I don’t know why I am fascinated by this show. I know it doesn’t sound very exciting, but it is, especially when you get a very “colorful” chef telling it like it is to the owners of the restaurant. All I know is that on Thursday nights at 8:00 p.m., I am watching this show. I can’t tear myself away from the television set or should I say, “telly” in true British style.
For most of these restaurants, their downfall comes down to just four things that are missing or overlooked. With these four key “ingredients” missing, the restaurants begin to suffer. The first item that is usually always missing in these dying restaurants is passion. No one cares! The owners have given up hope. The chefs have lost their creative drive in the kitchen and simply go through the motions of making the meals, usually using frozen or already prepared food. They just simply heat it up either by throwing the food in the microwave or the deep fryer! The servers don’t care because they know that they will get all the blame for the miserable reputation of the restaurant. From the top to the bottom in these restaurants, no one cares and it shows, especially in the actual restaurant itself!! Usually the dining rooms are in need of repair or falling apart. The kitchens are gross and in need of a good cleaning. All because of lack of passion and enjoyment of what they are doing.

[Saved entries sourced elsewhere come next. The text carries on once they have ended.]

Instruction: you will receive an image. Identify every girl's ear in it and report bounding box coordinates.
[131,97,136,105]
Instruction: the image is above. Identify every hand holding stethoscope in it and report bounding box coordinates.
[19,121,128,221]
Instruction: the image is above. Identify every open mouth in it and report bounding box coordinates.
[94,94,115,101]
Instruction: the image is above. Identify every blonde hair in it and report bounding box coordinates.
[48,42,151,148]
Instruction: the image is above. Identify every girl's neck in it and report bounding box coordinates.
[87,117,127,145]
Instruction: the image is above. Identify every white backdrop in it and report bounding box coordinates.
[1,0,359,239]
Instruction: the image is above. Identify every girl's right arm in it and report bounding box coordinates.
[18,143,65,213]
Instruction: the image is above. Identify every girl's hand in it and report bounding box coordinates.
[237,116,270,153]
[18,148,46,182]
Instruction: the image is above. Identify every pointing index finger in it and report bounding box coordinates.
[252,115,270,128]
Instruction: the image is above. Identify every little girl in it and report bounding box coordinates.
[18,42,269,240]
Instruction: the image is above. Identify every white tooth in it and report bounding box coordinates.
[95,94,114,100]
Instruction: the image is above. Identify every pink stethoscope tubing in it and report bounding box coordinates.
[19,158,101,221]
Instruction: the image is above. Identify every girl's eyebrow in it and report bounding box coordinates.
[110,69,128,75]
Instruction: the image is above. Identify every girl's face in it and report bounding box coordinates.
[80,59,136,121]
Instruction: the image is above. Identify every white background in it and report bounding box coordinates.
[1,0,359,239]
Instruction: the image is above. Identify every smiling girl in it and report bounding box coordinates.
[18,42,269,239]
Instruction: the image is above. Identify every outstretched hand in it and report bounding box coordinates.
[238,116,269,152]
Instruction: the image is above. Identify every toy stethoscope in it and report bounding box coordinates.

The second thing that seems to quicken the demise of the restaurants is a lack of knowing who they are and what are their “signature” dishes. It seems as if every one of the restaurants has an extensive 50 item or more menu. And the reason why is always: “Well, things started to go bad so we were trying everything just to get people into the door.” So these restaurants have menus that include Chinese food, Italian food, “pub” items, Mediterranean items, all jumbled into one restaurant. And unfortunately, the food suffers. Nothing is prepared really well. The cooks just can’t keep up with this extensive and elaborate menu. So these restaurants get caught up in the chaos, constantly trying new things and getting the same results: Empty tables and a dying restaurant.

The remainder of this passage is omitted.